Starting with the previous example for the NREL 5-MW reference model we add the keyword value derivatives=True in the constructor.
# create CCBlade object
rotor = CCBlade(
r, chord, theta, af, Rhub, Rtip, B, rho, mu, precone, tilt, yaw, shearExp, hubHt, nSector, derivatives=True
)
Now when we ask for the distributed loads, we also get the gradients. The gradients are returned as a dictionary containing 2D arrays. These can be accessed as follows:
loads, derivs = rotor.distributedAeroLoads(Uinf, Omega, pitch, azimuth)
Np = loads["Np"]
Tp = loads["Tp"]
dNp = derivs["dNp"]
dTp = derivs["dTp"]
n = len(r)
# n x n (diagonal)
dNp_dr = dNp["dr"]
dNp_dchord = dNp["dchord"]
dNp_dtheta = dNp["dtheta"]
dNp_dpresweep = dNp["dpresweep"]
# n x n (tridiagonal)
dNp_dprecurve = dNp["dprecurve"]
# n x 1
dNp_dRhub = dNp["dRhub"]
dNp_dRtip = dNp["dRtip"]
dNp_dprecone = dNp["dprecone"]
dNp_dtilt = dNp["dtilt"]
dNp_dhubHt = dNp["dhubHt"]
dNp_dyaw = dNp["dyaw"]
dNp_dazimuth = dNp["dazimuth"]
dNp_dUinf = dNp["dUinf"]
dNp_dOmega = dNp["dOmega"]
dNp_dpitch = dNp["dpitch"]
Even though many of the matrices are diagonal, the full Jacobian is returned for consistency.
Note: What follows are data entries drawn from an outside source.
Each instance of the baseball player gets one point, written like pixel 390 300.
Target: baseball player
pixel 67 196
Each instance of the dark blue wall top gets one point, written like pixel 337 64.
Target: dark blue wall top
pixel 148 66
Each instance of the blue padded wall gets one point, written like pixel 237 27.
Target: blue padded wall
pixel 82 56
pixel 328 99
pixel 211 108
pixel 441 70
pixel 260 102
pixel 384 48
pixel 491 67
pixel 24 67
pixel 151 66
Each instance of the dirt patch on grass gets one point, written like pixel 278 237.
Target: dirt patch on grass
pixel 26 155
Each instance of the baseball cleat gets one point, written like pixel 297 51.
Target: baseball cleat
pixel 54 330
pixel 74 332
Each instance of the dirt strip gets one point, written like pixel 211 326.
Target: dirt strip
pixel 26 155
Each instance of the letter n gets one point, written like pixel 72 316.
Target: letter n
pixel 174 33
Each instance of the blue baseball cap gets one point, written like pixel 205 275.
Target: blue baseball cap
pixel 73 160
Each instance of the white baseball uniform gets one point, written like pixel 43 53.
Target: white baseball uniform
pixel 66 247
We can compare against finite differencing as follows (with a randomly chosen station along the blade):
idx = 8
delta = 1e-6 * r[idx]
r[idx] += delta
rotor_fd = CCBlade(
r, chord, theta, af, Rhub, Rtip, B, rho, mu, precone, tilt, yaw, shearExp, hubHt, nSector, derivatives=False
)
r[idx] -= delta
loads, derivs = rotor_fd.distributedAeroLoads(Uinf, Omega, pitch, azimuth)
Npd = loads["Np"]
Tpd = loads["Tp"]
dNp_dr_fd = (Npd - Np) / delta
dTp_dr_fd = (Tpd - Tp) / delta
print("(analytic) dNp_i/dr_i =", dNp_dr[idx, idx])
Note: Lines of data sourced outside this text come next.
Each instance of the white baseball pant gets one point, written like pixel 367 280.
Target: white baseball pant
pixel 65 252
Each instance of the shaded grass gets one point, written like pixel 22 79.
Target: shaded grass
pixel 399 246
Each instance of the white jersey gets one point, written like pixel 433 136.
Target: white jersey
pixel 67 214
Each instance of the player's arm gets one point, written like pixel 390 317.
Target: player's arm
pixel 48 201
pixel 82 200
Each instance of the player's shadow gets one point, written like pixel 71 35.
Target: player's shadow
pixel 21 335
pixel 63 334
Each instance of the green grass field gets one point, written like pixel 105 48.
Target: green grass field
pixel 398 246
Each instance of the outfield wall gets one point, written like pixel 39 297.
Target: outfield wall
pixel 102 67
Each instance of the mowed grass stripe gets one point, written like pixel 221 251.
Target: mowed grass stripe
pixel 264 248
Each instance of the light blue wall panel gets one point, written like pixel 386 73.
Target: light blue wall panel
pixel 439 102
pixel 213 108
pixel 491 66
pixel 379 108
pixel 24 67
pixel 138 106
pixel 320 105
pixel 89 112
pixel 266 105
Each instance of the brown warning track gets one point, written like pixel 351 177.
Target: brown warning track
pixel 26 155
print("(fin diff) dNp_i/dr_i =", dNp_dr_fd[idx])
print()
The output is:
>>> (analytic) dNp_i/dr_i = 107.680395098
>>> (fin diff) dNp_i/dr_i = 107.680370762
Similarly, when we compute thrust, torque, and power we also get the gradients (for either the non-dimensional or dimensional form). The gradients are also returned as a dictionary containing 2D Jacobians.
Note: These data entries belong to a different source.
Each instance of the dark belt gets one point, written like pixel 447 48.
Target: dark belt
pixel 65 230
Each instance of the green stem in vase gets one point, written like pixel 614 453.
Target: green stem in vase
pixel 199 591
loads, derivs = rotor.evaluate([Uinf], [Omega], [pitch])
P = loads["P"]
T = loads["T"]
Q = loads["Q"]
dP = derivs["dP"]
dT = derivs["dT"]
dQ = derivs["dQ"]
npts = len(P)
# npts x 1
dP_dprecone = dP["dprecone"]
dP_dtilt = dP["dtilt"]
dP_dhubHt = dP["dhubHt"]
dP_dRhub = dP["dRhub"]
dP_dRtip = dP["dRtip"]
dP_dprecurveTip = dP["dprecurveTip"]
dP_dpresweepTip = dP["dpresweepTip"]
dP_dyaw = dP["dyaw"]
# npts x npts
dP_dUinf = dP["dUinf"]
dP_dOmega = dP["dOmega"]
dP_dpitch = dP["dpitch"]
# npts x n
dP_dr = dP["dr"]
dP_dchord = dP["dchord"]
dP_dtheta = dP["dtheta"]
dP_dprecurve = dP["dprecurve"]
dP_dpresweep = dP["dpresweep"]
Let us compare the derivative of power against finite differencing for one of the scalar quantities (precone):
delta = 1e-6 * precone
precone += delta
rotor_fd = CCBlade(
r, chord, theta, af, Rhub, Rtip, B, rho, mu, precone, tilt, yaw, shearExp, hubHt, nSector, derivatives=False
)
precone -= delta
loads, derivs = rotor_fd.evaluate([Uinf], [Omega], [pitch], coefficients=False)
Pd = loads["P"]
Td = loads["T"]
Qd = loads["Q"]
dT_dprecone_fd = (Td - T) / delta
dQ_dprecone_fd = (Qd - Q) / delta
dP_dprecone_fd = (Pd - P) / delta
print("(analytic) dP/dprecone =", dP_dprecone[0, 0])
print("(fin diff) dP/dprecone =", dP_dprecone_fd[0])
print()
>>> (analytic) dP/dprecone = -4585.70729746
>>> (fin diff) dP/dprecone = -4585.71072668
Finally, we compare the derivative of power against finite differencing for one of the vector quantities (r) at a random index:
idx = 12
delta = 1e-6 * r[idx]
r[idx] += delta
rotor_fd = CCBlade(
r, chord, theta, af, Rhub, Rtip, B, rho, mu, precone, tilt, yaw, shearExp, hubHt, nSector, derivatives=False
)
r[idx] -= delta
loads, derivs = rotor_fd.evaluate([Uinf], [Omega], [pitch], coefficients=False)
Pd = loads["P"]
Td = loads["T"]
Qd = loads["Q"]
dT_dr_fd = (Td - T) / delta
dQ_dr_fd = (Qd - Q) / delta
dP_dr_fd = (Pd - P) / delta
print("(analytic) dP/dr_i =", dP_dr[0, idx])
print("(fin diff) dP/dr_i =", dP_dr_fd[0])
print()
>>> (analytic) dP/dr_i = 848.368037506
>>> (fin diff) dP/dr_i = 848.355994992
For more comprehensive comparison to finite differencing, see the unit tests contained in wisdem/test/test_ccblade/test_gradients.py.